Generate functions for doing fact IO

Question

Generate functions for doing fact IO

luc-tielen opened this issue 3 years ago · 1 comments

Right now, the compiler only generates function for running the actual Datalog program.
There is however no way to get data in or out of the system.

Some ways this could be done (this should be done at the EIR level):

Register (de-)serialization in a (global) registry, nested inside the program struct.
Generate a add_facts / get_facts function that does a switch based on a constant representing the fact type, e.g.:

typedef enum { 
    edge, 
    path 
    // more cases as needed..
} fact_type;

void eclair_add_edge_facts(void* memory, size_t count);
void eclair_add_path_facts(void* memory, size_t count);

void eclair_add_facts(fact_type type, void* memory, size_t fact_count) {
    switch (type) {
        case edge: eclair_add_edge_facts(memory, fact_count);
        case path: eclair_add_path_facts(memory, fact_count);
        // more cases as needed...
    }
}

// NOTE: the return type would signify how many facts are actually read
// NOTE 2: how to deal with insufficient memory? different type signature needed!
size_t eclair_get_facts(fact_type type, void* memory, size_t num_bytes) {
    switch (type) {
        case edge: 
            return eclair_get_edge_facts(memory, num_bytes);
        case path: 
            return eclair_get_path_facts(memory, num_bytes);
        // more cases as needed...
    }
}

Answer 1 · 2022-04-23T17:10:33.000Z

Did some investigation how WASM does IO with JS. If arrays are used, they all need to be of the same type, e.g. Uint32Array. Arrays can be returned directly from WASM, but they do need to be freed at some point.
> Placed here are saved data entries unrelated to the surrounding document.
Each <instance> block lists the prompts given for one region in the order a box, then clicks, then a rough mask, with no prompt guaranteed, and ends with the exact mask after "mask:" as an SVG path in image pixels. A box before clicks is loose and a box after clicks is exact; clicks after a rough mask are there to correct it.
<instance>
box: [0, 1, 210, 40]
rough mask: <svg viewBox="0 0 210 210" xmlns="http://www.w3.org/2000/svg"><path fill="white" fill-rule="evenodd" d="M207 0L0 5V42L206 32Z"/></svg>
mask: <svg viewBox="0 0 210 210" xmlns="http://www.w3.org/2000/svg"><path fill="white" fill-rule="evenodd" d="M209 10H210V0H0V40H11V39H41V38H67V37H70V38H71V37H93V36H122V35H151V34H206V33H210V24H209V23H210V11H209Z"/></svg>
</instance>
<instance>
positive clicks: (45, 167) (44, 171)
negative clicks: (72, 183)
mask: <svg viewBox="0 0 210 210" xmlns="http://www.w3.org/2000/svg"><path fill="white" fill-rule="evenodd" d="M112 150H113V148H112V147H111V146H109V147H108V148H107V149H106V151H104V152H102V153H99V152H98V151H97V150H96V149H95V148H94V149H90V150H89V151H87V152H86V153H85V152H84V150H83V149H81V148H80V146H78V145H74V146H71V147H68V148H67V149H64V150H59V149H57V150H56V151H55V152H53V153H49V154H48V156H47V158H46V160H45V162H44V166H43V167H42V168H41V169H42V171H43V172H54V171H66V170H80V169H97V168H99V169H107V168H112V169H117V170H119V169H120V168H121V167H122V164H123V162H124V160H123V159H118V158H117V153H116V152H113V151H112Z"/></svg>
This probably means a low level unsafe interface to eclair needs to be exposed. On top of that unsafe low level layer, an easy to use layer can be build on top of it.

The API could look like this:

// NOTE: this function mallocs, so needs to be freed!
// NOTE 2: array size is retrieved via btree_size!
uint32_t* eclair_get_facts(eclair_program*, fact_type type);

void eclair_add_facts(eclair_program*, fact_type, uint32_t* data, size_t fact_count);
void eclair_add_fact(eclair_program*, fact_type, uint32_t* data);  // same as eclair_add_facts, but the data contains only values for 1 record.

This can also work with strings (and potentially ADTs as well?), by requiring the symbol table to be manually used (both for reading and writing strings in facts). This would only happen in the unsafe API and could be done automatically in the higher level API.

Benefits of this approach:

Straight forward to build this API, if we know the size of the relation, we know how much to allocate all at once.
The compiler could generate some helper code for this, or this could be provided in the form of a library.

Cons:

It is possible to misuse the lower level, unsafe API and will require a user-friendly layer build on top. (Both in C and JS.)